Isiku ilyinji Ukalulu akendagha, Ukayamba akiza munyuma mwache. Akiza anena ukuti: "Nalombola umusinda wane!" Ukalulu akati "Asa! Wefulu umusinda tewako wane!" Ufulu akakana akati "Nalombola wane." Po ŵovyawa ŵunuŵu ŵosi ŵaŵiri ŵakiza ŵapangana ukuti ŵaye kwa mwene aye aŵalonganie. Kwa mwene kula inongwa yikiza yamunoghela Ukayamba. Umwene akiza adumula ukuti ŵadumule umusinda wa Kalulu ŵamupe Ukayamba.

The story may be translated as follows:

In the village there was a famine. So Tortoise went to beg food from people. When they gave him that food he wasn't able to carry it because he was short. For this reason he tied a sack to a very long rope and wore it round his neck. As he was walking along that sack was following behind him.

As he was going to his home, Hare was coming behind him. When he saw that sack he said, "I've found it, my sack!" Tortoise said, "Hare, this sack is mine! See this rope I've tied to my neck so that when walking I can pull it." Hare denied it saying, "It's better we go to the chief so that he can decide." When Hare said this, they went to that chief. That chief judged that they should cut Tortoise's rope and take the sack and give it to Hare.

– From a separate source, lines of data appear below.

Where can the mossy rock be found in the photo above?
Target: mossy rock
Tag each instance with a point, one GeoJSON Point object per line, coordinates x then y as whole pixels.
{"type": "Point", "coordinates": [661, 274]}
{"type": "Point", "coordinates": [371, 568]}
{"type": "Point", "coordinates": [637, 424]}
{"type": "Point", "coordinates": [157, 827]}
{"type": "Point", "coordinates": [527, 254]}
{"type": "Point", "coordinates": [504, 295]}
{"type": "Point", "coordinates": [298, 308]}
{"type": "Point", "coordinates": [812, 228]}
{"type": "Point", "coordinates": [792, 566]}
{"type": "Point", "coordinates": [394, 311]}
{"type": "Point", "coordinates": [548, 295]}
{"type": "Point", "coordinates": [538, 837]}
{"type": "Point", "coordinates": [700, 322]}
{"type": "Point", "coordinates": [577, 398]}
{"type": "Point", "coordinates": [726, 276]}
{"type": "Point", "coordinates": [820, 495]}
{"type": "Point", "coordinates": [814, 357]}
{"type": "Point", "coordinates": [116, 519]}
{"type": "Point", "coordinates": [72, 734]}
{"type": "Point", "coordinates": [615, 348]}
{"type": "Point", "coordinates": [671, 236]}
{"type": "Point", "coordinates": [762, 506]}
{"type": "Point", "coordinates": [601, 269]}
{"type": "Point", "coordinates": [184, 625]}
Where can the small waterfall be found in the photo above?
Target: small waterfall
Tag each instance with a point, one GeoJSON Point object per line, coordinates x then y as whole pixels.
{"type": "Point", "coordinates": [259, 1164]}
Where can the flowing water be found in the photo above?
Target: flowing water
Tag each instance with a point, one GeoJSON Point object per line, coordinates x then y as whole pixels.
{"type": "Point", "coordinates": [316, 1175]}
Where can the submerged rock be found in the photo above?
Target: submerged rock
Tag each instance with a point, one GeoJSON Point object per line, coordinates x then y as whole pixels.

Another day, when Hare was walking, Tortoise came behind him. He said: "I've found it, my tail!" Hare said, "Nonsense! The tail isn't yours, it's mine!" Tortoise denied it saying, "I found it, it's mine." Since this was the situation, they both decided that they should go to the chief so that he could decide. At the chief's the case went in favour of Tortoise. The chief decided that they should cut off Hare's tail and give it to Tortoise.